Hippokratia 2011; 15 (1): 54-59
Y. Dionyssiotis, GP. Lyritis, AF. Mavrogenis, PJ. Papagelopoulos
Background and aim: Significant bone loss develops in the first months and continues years after spinal cord injury. A cross – sectional comparative study was performed to evaluate factors influencing bone loss in spinal cord injured men with paraplegia.
Patients and Methods: We studied 31 paraplegic men in chronic stage (>1.5 years) in comparison with 30 able-bodied men of similar age, height, and weight. The paraplegic men were allocated into 2 subgroups based on the neurological level of injury; high paraplegics (n=16, T4-T7 neurological level of injury) and low paraplegics (n=15, T8-T12 neurological level of injury). The influence of positive and negative factors (spasticity, standing-therapeutic walking, and duration of paralysis) on bone structures was evaluated by pQCT measurement of the total, trabecular and cortical bone mineral density (BMDtot, BMDtrab, BMDcort, respectively) and cortical thickness (THIcort) at the distal tibial epiphysis and the tibial diaphysis at 4% and 38% proximal to the distal end of the tibia. The stress strain index (SSI) was measured at 14% (SSI2) and at 38% (SSI3) of the tibial diaphysis, and the difference SSI3 – SSI2 (dSSI3-2) was calculated.
Results: In all paraplegics, bone mineral density parameters were significantly reduced compared to the control group (BMDtot: p<0.0005, BMDtrab: p<0.0005, BMDcort:p=0.029, THIcort: p=0.019, SSI2: p=0.009, SSI3: p=0.003, respectively). Paraplegics who used standing frames or long brace orthoses had statistically significant higher bone mass and geometric parameters (BMDtrab: p=0.03, BMDtot: p=0.01, THIcort: p=0.013, respectively), while spasticity did not protect bone.
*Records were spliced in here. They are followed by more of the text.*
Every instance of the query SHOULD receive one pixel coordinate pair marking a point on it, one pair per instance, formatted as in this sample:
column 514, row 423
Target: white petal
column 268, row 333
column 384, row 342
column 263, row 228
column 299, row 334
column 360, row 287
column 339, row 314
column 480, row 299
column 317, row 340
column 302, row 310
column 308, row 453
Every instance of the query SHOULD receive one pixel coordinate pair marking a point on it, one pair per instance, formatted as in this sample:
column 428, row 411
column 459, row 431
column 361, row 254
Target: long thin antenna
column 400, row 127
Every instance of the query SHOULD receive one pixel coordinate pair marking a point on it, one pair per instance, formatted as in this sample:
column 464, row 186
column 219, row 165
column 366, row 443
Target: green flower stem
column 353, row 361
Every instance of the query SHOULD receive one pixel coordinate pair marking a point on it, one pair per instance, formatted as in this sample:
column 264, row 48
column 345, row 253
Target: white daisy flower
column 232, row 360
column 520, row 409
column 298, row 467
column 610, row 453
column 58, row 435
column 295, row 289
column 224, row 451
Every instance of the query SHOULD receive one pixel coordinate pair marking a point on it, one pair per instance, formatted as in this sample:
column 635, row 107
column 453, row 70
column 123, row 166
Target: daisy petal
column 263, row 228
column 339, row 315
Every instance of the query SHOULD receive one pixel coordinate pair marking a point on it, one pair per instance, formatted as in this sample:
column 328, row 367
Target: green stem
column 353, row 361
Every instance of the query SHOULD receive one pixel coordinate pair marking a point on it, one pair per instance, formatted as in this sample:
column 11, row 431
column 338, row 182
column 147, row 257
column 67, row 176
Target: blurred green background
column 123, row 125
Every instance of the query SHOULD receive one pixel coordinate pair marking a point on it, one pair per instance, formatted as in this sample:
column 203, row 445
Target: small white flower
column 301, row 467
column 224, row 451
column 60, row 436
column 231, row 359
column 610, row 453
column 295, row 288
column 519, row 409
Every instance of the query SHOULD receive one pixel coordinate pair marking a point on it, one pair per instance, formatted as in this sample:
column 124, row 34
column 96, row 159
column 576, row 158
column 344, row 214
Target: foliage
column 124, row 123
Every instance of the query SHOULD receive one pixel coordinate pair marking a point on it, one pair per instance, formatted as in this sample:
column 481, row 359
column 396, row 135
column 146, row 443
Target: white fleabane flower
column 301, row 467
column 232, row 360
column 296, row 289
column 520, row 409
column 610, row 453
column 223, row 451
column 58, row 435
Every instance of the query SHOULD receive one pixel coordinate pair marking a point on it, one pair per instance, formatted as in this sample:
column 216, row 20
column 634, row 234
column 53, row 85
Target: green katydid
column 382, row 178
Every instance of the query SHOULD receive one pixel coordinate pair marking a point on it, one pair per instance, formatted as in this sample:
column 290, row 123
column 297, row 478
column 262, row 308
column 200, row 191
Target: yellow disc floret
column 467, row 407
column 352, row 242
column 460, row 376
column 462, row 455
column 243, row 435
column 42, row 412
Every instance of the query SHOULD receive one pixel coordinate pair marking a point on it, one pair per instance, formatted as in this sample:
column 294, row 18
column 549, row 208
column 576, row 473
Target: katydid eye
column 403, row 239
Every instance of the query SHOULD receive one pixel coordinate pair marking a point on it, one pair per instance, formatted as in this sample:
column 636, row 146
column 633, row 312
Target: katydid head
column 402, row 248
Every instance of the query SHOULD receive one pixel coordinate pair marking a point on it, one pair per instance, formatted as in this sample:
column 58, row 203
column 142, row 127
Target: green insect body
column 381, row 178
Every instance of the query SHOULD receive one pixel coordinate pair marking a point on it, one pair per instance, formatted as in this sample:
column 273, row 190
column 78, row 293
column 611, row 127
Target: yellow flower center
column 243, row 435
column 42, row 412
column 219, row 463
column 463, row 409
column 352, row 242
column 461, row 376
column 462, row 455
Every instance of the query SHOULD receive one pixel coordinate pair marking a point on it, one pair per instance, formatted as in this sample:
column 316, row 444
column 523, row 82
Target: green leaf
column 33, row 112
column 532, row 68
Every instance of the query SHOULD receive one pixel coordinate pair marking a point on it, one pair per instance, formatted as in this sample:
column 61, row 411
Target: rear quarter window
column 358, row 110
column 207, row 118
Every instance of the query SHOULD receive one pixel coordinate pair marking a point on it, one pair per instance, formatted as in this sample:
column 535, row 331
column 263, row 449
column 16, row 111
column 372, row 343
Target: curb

The duration of paralysis was significantly related to trabecular bone loss (r=-0.5, p=0.05) and cortical thickness (r=-0.6, p=0.006) in high paraplegics and to SSI3-2 in low paraplegics (r=0.534, p=0.03).
Conclusions: The neurological level of injury adversely affects bone strength in paralyzed lower extremities such as the distal tibia. Standing or therapeutic walking could possibly have a positive effect in cortical and trabecular bone in paraplegia.